As a devotee of the more enterprising flavours of chocolate in the cheaper stores I have been generous with my offerings to frantic staff as yet another test has to be marked.
I have introduced numerous disbelieving colleagues to the delights of dark chocolate with chilli and even darker chocolate with black pepper. The latest discovery was very dark chocolate with a “suggestion” of sea salt which I gave to pregnant colleague as a gift just to see her reaction. The mere suggestion that I might have such an exotic blend was enough to get the Cadbury’s bar; I can only imagine what her response will be when she actually pops a piece into her mouth.
It turns out that we have Monday and Tuesday off and she has taken the opportunity to book a flight back to raid Mothercare – I hope that she brings back a selection of the more notorious chocolate bars for which our country is justly famous.
I well remember the fury (probably whipped up by the Daily Mail, the Daily Express and other distasteful rags) when some obscure committee of the EC gave a pronouncement which decreed that all British “chocolate” did not contain a sufficient quantity of coco beans to deserve the title of chocolate and therefore had to be re-labelled as “chocolate type confection” or some such nonsense. Talk about straight bananas!
I prefer quality dark chocolate with coco content of 80% and above but who can deny the “potency” of a single square of Dairy Milk!
The taste is not that of a “chocolate type confection” but of childhood and comfort and security and memory and all the other soppy words that relate to something which is so much a part of you that it is hard to put into words. Dairy Milk is Proustian and no mistake!
The day seemed interminable with kids and teachers thinking only of the extra days that are to be added to the weekend to give us a mini break.
The weather looks awful, but we are relying on the eagerly believed delusion that Castelldefels has its own micro climate which might see some sun drying the tempests that have been forecast for the whole of the “holiday” period. I may have to adopt the unflinching approach to weather that I displayed during the less clement days of my highly expensive stays in Grand Canaria over the Christmas period. I can remember lying on my sun bed with more hope than heat on some days. On one particularly bad day I lay with gritted teeth during one rain shower thinking back to the innumerable assemblies to which “This too will pass” was the aphoristic highlight.
To be fair it always did and I was always able to march into the staff room in January with acceptably crisped arms and face!
I must remember that I still have the Fry and Bryson books to read which is a sure way of making me forget about the weather until a loo break forces me to consider the climatic reality with which I am surrounded.
Knowing that one has a four day break ahead gives an added impetus to one’s swim and I think that the first few lengths were completed with a richly languorous stroke which suggested space and time available more clearly than returning home and merely flopping into an armchair.
We had a meal out before which I was able to buy a new belt to replace the one which has served me faithfully (and is one of the few that can get round my waist) for many years.
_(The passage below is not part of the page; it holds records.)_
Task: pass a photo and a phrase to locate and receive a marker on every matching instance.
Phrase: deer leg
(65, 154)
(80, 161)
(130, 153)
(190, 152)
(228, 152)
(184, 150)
It was with a sort of regret that I threw it away in spite of the fact that it is out of shape; lacking some of the loops and has lost most of the surface sheen and looks frankly leprous. Belts are like dishcloths and are not to be thrown out unless some cataclysmic change occurs.
I also took the opportunity to lavish money on some eau de toilette which only needs a few squirts to achieve the required degree of opulent olfactory niceness rather than the stirrup pump which is needed for the cheap stuff which I have used lately. That is now gone and Chanel can now take its place!
The petty inconveniences of my day faded into insignificance after listening to a phone call from Paul about his week as headteacher in his new school. I do wonder how my colleagues would react if they had to teach in a school to which the police had to be called in to sort out disputes and restrain pupils and parents alike!
Still such thoughts will not sully the silky surface of my holiday mind as I read and study the sky for opportunistic breaks in the cloud!
I might even consider “tasks” if the weather is really bad!